Vizyon eylemi yönlendirmelidir, tam tersi değil. (1) Sistemlerimizde açık sorunların olması ve (2) insanları eyleme geçmekten alıkoyan gerçek zincirlerin bulunmaması, eylemi son derece makul ve mümkün kılıyor (söz konusu eylem ne olursa olsun).
Şunu da belirtmek gerekir ki, burada yıllardır sahada bir şeyler oluyor (ve oluyor). Pek çok zafer (özellikle emek ve sözde "azınlık" hakları) kazanan, ancak her zaman yeni zorluklarla karşı karşıya kalan uzun bir ajitasyon ve radikalizm tarihi. Geçmişte değişim bu şekilde gerçekleşti ve bu tür hareketler hakkında bu kadar kesin ve modası geçmiş bir tonla konuşmanın sonuçta kendi kendini yenilgiye uğratacağına inanıyorum. Bunlar öğrenilecek dersler ve ilerlemeye yardımcı olacak araçlardır; geçmişin bir rafa ya da kolektif hafızanın tavan arasına konup unutulacak önemsiz bibloları değil.
— "Değişim uzun zaman alır. Öncelikle tüketici olmadığımız bir noktaya gelmemiz ne kadar zaman alacak? Biz süper kapitalistlerken gerçek bir değişimin gerçekleşebileceğini hayal edemiyorum."
Çok doğru; değişim uzun zaman alabilir. Sanırım bunun bir iyi tarafı da kapitalizmin sürdürülebilir olmaması, dolayısıyla insanlar tarafından yönetilse de yönetilmese de büyük ölçüde değişecek. Ancak ne kadar erken değişirse (umarım insanlar tarafından düzenlenen rota) herkes o kadar iyi olur çünkü gezegenin büyük bir kısmı hala sağlam kalacak ve altında daha az insan sömürülecek.

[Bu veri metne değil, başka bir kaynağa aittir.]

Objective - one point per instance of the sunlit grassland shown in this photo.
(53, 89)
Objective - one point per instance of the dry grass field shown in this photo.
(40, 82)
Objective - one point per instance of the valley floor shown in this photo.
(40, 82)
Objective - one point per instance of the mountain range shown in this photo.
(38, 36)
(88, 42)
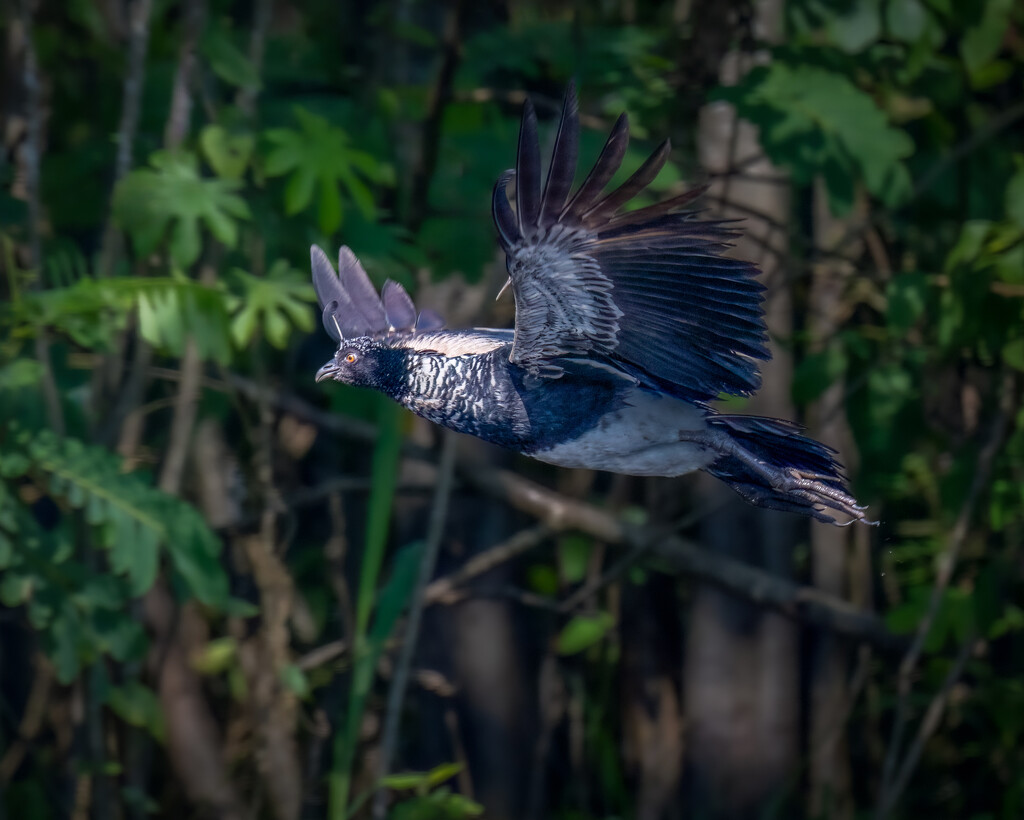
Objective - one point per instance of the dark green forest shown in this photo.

Değişimin uzun zaman alabileceğini kabul etsem de, bu sistemik değişimlerin hiçbirinin kolay veya hızlı olduğunu söylemiyorum. Sadece şunu söylüyorum, eğer siyaset hakkında diyalog kuracaksak, o zaman politika hakkında da tüm mantıksal boyutlarına kadar diyalog kuralım. Bir şeyin uzun zaman alması onun hakkında konuşulmaya ve değiştirilmeye değer olmadığı anlamına gelmez. En kötü baskılar için her zaman zorlu mücadeleler verilir ve bunları değiştirmek zordur; ancak bu, mücadelenin kendisini değersiz veya sonucu otomatik olarak olumsuz veya umutsuz kılmaz.

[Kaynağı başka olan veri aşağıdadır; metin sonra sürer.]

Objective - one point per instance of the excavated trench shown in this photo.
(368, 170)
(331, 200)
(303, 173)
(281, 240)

Değişimin uzun zaman alabileceği gerçeği, değişim söyleminin gerçekçi olmadığını bir kez daha ortaya koyuyor gibi görünüyor. Kişisel olarak, sırf konuşacak bir şey olsun ya da benim siyasetimin başkalarınınkinden daha radikal olduğunu söylemek uğruna sömürücü ve yıkıcı sistemleri devirmekten yana değilim. Bu bizi hiçbir yere götürmez. Ben sadece insanların çıkarları olduğunu söylüyorum; benimki benim, sizinki, çoğumuzunki birbirine bağımlı, vb. Tehlikede olan her şeyi hesaba katmak ve bunları gerçekten yansıtan durumlara yönelik çalışmak için elimizden gelenin en iyisini yapmak yerine neden kendimizi denetleyip diyaloğu kısa keselim ki?

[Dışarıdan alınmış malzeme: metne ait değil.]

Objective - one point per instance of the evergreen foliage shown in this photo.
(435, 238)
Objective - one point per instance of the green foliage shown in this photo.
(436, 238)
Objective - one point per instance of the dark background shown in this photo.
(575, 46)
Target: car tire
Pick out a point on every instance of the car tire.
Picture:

Ayrıca hepimize "süper kapitalistler" diyemem. Bu sistemdeki gerçek kapitalistler, servetin giderek daha büyük bir kısmına sahip olan tepedekilerin azalan yüzdesidir. Kapitalizmde geri kalanımız ya üretici/tüketiciyiz ya da "kullanılabilir" nüfusun bir parçasıyız (bu, nüfusun kendi inisiyatifleri altında ekonomiye yeterince katkıda bulunmayan kısmıdır - büyük ölçüde istatistiksel olarak nüfusun büyük kısmını oluşturan gruplardır) hapishane nüfusumuzun oranı). Kapitalizm, içindeki herkes için baskıcı bir sistem olsa da (CEO'lar da kâr/üretim/sömürü makinesinin köleleridir, ancak daha fazla avantaja sahiptirler), üst hiyerarşide alt sıralarda yer alan kişilerin bunu değiştirme konusunda daha büyük teşvikleri vardır.
- "Obama'yı kesinlikle ülke için bir kurtarıcı olarak görmüyorum, ancak onu Bush'un başkanlığı tarafından gerçekleştirilen tüm yanlışlara karşı tam bir tezat olarak görüyorum. Eğer bir başkanımız olacaksa (ki bunu 2009'da yapacağız), neden ona oy vermeyelim? Yaptığı şeyle size bir düzeyde dokunması gerekiyor; neden sizin insan iyiliğine dair kendi inançlarınızı (bir şekilde) yansıtan ondaki fikirleri desteklemiyorsunuz?"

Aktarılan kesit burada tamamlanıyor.